Closed ajwheeler closed 3 years ago
I think this feature could be very nice, however I'm not sure it should stay in this package, as this is mostly an interface to CFITSIO library.
Do you have thoughts about where it would be appropriate? I can imagine a dedicated package, or perhaps a larger library (FITS.jl
?) that depends on FITSIO.jl
and exports its functions but provides more functionality on top of that.
Maybe another package? I'd avoid FITS.jl
mostly because its name would clash with the FITS
type here. Maybe @kbarbary could have more ideas about this issue in general :slightly_smiling_face:
Perhaps a good way to start would be to create dedicated package FITSTables.jl
(or similar) that has just the Tables.jl interface functionality. At a later point, if it seems clear that this interface is the One True Table Interface and that FITS tables play well with it, then it could be included in FITSIO directly.
I think it makes sense to just treat TableHDU
as a tables interface. Just because this is a wrapper for cfitsio
doesn't mean we can't treat our inputs as proper julian types.
Any updated thoughts on this? As far as I'm aware, Tables.jl
is full steam ahead, but I'm not super up to date on these things.
I'm not super familiar with the Tables.jl
interface, but I'm curious if it can support all the weirdness of the FITS tables standard: They're row-major. They can contain vector (and N-dimensional!) elements in each row. I believe there are compression formats that are part of the standard. There's a weird "variable length array" thing in which there's a heap area at the end of the table. Despite being stored row-major, cfitsio doesn't really provide an interface for reading by row.
These weirdnesses (mainly of the FITS standard itself, not cfitsio necessarily) are why I originally suggested a proof-of-concept. But if someone has thought about these issues and thinks it can work, then I'd say go for it!
I'm neither an expert in Tables.jl
nor the FITS standard, but I can confirm that on some level they are incompatible. Variable length arrays, specifically, aren't supported by Tables.jl
. Multi-dimensional elements may be.
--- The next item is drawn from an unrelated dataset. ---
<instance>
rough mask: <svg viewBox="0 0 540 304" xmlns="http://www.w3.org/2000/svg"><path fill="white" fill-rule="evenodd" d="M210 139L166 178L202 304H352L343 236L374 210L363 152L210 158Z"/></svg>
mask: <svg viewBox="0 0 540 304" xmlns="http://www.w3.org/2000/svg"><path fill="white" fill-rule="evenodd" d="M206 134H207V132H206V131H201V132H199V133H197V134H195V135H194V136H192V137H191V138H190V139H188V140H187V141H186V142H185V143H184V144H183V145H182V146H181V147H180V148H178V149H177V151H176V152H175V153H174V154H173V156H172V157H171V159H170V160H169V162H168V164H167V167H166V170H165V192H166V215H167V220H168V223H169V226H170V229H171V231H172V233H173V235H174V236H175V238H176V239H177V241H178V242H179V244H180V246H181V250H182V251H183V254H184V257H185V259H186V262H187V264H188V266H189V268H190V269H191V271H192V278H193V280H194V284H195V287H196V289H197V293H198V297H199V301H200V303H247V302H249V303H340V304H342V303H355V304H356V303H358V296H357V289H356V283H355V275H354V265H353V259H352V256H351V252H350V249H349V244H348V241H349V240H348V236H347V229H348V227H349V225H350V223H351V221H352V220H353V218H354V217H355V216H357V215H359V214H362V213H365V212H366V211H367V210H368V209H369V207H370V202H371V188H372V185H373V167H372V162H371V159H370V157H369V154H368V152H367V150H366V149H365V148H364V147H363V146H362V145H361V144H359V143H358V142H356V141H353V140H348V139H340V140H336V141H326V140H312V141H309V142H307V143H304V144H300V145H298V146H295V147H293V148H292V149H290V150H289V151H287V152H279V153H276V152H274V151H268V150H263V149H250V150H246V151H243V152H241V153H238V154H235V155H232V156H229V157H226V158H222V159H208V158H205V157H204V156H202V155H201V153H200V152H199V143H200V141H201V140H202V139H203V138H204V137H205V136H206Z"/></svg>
That might be a good case for not doing this.
On the other hand, I think it may be reasonable for an implementation to support most instances of TableHDU
, and throw an error for the ones that use the weird FITS features, regardless of what package this functionality lives in. I have super-dumb code that does this and works for most of my use cases.
My main uncertainty is whether Tables.jl
is the right way to solve this problem given the trajectory of the Julia ecosystem, which I'm not really current on. (Not strictly relevant to this package, I realize, but definitely relevant to working with FITS data in Julia.) I'll look into it.
Tables.jl
is a well-established package and there's no reason not to use it for creating a table interface. Some of the really nice things are that even we can specify our table as row major and it will handle it all for us.
By giving our tables the interface, we can keep how we currently display it/etc but a user can come along and simply DataFrame(fits_table)
and it will Just Work^TM.
Theoretically, this implementation would break when a non-standard table gets passed, so I wouldn't even necessarily put the burden of checking on us. At most, perhaps throw a warning that explicitly says "This table is non-standard and can't be converted to a $(DataFrame, for example)"
I'm surprised you wouldn't try to preempt calling Tables
functions on "weird" TableHDU
s. There are probably cases where a warning (and e.g. dropping a column) is better than throwing an error, but won't it mean that people who want to call DataFrame(fits_table)
would have to dig into the Tables
code to figure out why it doesn't work?
It’s totally fair to say my idea is naive. You’re right it’s probably better to fail with grace than die in the middle of Tables.jl
I've finally done this: github.com/ajwheeler/FITSTables.jl.
It's very much a work in progress. I want to make sure it more gracefully handles the corner cases before registering it.
Is there interest in this now that CFITSIO.jl
exists? I've been happily using FITSTables.jl
for months, although it still needs checks for edge cases.
Yes, I think that would be great!
implemented in #151
Personally, when working with a FITS table, I generally immediately put the relevant cols into a
DataFrame
. This would make that easier, make it possible to simply save tables as CSV, etc.If you think this is a good idea, I can look into doing it myself.